Na przestrzeni ostatnich dwóch dekad Wes Anderson wypracował sobie unikatową estetykę, bazującą na symetrycznych kadrach, pastelowej palecie barw oraz starannie dopracowanych scenografiach i kostiumach. Zwykle wystarczy jeden kadr, by rozpoznać film jego autorstwa. Świetnym przykładem są pierwsze zdjęcia z jego najnowszego filmu „Asteroid City” – widząc Scarlett Johansson w pistacjowej wannie, nie mamy wątpliwości, że to projekt reżysera.

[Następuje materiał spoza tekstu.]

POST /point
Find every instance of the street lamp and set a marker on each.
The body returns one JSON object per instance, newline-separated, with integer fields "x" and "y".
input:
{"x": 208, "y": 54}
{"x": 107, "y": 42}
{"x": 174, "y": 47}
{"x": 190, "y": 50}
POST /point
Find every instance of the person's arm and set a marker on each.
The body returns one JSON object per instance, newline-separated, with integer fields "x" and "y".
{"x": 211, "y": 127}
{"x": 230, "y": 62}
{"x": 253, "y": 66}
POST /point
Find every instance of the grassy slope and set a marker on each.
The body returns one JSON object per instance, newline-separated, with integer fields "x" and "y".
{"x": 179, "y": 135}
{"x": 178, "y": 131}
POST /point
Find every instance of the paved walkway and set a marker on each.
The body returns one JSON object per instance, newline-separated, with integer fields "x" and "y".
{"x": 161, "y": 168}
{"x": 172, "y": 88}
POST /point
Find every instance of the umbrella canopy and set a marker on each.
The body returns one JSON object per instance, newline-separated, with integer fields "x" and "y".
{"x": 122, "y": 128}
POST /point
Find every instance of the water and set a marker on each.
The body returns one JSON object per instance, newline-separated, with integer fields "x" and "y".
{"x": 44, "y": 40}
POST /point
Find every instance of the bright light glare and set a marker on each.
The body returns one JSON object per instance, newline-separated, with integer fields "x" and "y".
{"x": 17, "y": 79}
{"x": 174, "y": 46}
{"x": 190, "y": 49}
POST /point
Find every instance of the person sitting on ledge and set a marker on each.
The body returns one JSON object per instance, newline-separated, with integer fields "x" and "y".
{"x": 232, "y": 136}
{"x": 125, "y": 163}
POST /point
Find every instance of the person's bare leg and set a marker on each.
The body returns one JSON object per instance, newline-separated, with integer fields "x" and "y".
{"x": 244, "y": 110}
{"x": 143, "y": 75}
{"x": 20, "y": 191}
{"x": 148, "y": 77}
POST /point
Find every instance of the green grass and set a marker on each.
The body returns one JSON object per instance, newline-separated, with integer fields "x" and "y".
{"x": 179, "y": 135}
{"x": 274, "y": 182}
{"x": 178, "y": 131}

Jego przeestetyzowanej wizji poświęcono kilka książek, popularny blog (i profil na Instagramie) Accidentally Wes Anderson, a nawet kursy w amerykańskich szkołach filmowych. Fani reżysera uwielbiają wyobrażać sobie kultowe produkcje w jego wydaniu. Ostatnio swojego andersonowskiego make-overu doczekała się saga o Harrym Potterze. Z pomocą programu sztucznej inteligencji artysta znany w sieci jako Panorama Channel stworzył filmowe kadry w bajkowym stylu reżysera.

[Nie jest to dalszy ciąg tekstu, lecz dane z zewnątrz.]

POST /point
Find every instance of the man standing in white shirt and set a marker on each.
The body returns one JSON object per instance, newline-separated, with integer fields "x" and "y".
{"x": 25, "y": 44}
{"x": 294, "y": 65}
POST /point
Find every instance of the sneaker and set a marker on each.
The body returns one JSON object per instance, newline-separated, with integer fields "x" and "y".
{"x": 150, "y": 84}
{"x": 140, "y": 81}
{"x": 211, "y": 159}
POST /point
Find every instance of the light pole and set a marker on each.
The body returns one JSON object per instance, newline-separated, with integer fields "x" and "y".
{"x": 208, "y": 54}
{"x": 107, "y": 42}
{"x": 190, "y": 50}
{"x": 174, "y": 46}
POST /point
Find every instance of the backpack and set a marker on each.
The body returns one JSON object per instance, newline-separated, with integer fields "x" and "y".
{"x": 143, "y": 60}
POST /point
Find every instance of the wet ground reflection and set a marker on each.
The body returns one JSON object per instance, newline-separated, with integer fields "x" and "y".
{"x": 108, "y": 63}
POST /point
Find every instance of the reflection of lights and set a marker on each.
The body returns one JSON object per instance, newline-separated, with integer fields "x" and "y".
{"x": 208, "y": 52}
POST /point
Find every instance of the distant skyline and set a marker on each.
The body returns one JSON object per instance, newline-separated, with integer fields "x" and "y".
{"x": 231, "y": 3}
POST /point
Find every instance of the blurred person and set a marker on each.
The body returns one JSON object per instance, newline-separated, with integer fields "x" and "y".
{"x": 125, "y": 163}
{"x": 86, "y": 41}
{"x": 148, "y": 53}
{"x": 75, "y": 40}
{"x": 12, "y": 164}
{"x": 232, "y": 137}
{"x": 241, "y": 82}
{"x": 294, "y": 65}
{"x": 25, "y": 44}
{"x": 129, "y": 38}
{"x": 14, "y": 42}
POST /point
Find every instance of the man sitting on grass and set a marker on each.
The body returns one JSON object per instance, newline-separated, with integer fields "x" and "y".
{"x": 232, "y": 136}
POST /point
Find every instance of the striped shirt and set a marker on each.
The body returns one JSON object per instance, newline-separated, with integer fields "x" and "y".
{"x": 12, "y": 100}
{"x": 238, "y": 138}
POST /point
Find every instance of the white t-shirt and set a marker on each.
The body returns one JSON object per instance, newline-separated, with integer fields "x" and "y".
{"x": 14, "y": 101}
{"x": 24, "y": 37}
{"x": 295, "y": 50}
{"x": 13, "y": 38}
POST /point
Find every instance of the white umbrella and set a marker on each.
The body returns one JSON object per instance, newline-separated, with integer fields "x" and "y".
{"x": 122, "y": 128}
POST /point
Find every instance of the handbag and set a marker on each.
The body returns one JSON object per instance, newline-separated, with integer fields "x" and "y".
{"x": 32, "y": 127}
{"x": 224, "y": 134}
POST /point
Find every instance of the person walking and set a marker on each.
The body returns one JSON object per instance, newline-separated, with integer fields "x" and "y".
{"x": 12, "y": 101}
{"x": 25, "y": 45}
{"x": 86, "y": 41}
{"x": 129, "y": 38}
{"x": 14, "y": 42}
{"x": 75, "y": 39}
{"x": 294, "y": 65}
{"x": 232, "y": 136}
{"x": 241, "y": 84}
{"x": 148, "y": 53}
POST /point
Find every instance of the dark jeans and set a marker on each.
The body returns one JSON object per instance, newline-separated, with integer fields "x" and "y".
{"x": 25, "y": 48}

Sztuczna inteligencja pokazuje, jak wyglądałby „Harry Potter” w reżyserii Wesa Andersona

Owocem tego projektu są fascynujące (i odrobinę niepokojące) kadry z nie-filmu, na których możemy podziwiać, m.in. Harry’ego w pastelowej Wielkiej Sali, Hermionę niczym bohaterkę „Grand Budapest Hotel”, stylowego Lorda Voldemorta, Draco na tle willi czy Dumbledore’a w wakacyjnym wydaniu. Na fali dyskusji wokół serialowej adaptacji sagi o Harrym Potterze post już stał się wiralem. Część internautów zachwycała się obrazami, pisząc, że to „remake, który woleliby zobaczyć”, zdaniem innych sztuka tworzona z pomocą programów sztucznej inteligencji musi się jeszcze sporo nauczyć.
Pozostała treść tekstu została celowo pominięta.